The issue of how to translate the vector drawings into 8-meter high stencils for power-washing was resolved by going back to the age-old technique of the grid system. A team of dedicated volunteers worked on their hands and knees to create twelve stencils out of industrial-grade polyethylene sheets adhered to a net for structure, using a tennis court as a workspace.
The weeds were removed from the wall first. Afterwards, the enormous stencils were attached to a horizontal beam and pulled up the wall from the sidewalk above. Jones, the sanitation department, and volunteers worked from a bucket truck with a high-pressure power-washer to reveal the She-Wolf figures one by one. The figures were created simply by erasure of a fine layer of accumulated time on the walls.
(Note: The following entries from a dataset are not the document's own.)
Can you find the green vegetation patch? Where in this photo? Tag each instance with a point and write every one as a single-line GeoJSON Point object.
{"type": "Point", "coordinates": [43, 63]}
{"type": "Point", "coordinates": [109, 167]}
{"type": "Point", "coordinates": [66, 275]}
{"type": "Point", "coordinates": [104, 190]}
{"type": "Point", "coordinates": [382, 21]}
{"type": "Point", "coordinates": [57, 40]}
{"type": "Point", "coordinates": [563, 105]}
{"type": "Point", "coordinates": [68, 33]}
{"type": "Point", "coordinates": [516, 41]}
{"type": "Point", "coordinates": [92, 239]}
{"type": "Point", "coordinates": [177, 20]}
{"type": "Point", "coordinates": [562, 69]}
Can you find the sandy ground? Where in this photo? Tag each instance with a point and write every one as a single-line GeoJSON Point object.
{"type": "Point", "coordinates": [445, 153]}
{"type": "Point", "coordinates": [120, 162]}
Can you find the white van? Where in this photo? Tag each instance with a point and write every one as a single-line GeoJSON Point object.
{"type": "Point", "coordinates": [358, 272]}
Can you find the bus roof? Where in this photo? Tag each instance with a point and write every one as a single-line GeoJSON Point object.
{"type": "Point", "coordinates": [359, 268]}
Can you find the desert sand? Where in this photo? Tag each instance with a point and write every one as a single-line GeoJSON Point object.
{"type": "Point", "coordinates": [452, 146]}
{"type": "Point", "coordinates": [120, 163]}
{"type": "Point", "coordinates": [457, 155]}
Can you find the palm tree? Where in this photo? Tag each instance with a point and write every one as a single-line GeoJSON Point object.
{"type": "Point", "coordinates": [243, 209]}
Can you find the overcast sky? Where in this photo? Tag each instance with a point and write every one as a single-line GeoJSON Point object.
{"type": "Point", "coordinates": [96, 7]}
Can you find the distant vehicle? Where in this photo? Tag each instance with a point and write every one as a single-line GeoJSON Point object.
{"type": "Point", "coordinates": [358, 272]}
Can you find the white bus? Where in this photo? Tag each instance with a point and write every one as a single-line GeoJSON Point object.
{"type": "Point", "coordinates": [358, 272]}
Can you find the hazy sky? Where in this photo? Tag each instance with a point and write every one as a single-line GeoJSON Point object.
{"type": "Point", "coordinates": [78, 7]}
Although the walls were built slightly more than a hundred years ago, the She-Wolf figures vanished in just under five years due to the rain and sun that nourished the growth of the biological patina.
A harmonic vocal ensemble of choirs intoned the voice of the river. Roberto Laneri directed the vocal ensemble In Forma di Cristalli, together with an Italian/international volunteer choir, in a sequence of deep harmonic tones evoking the origins of the Tiber.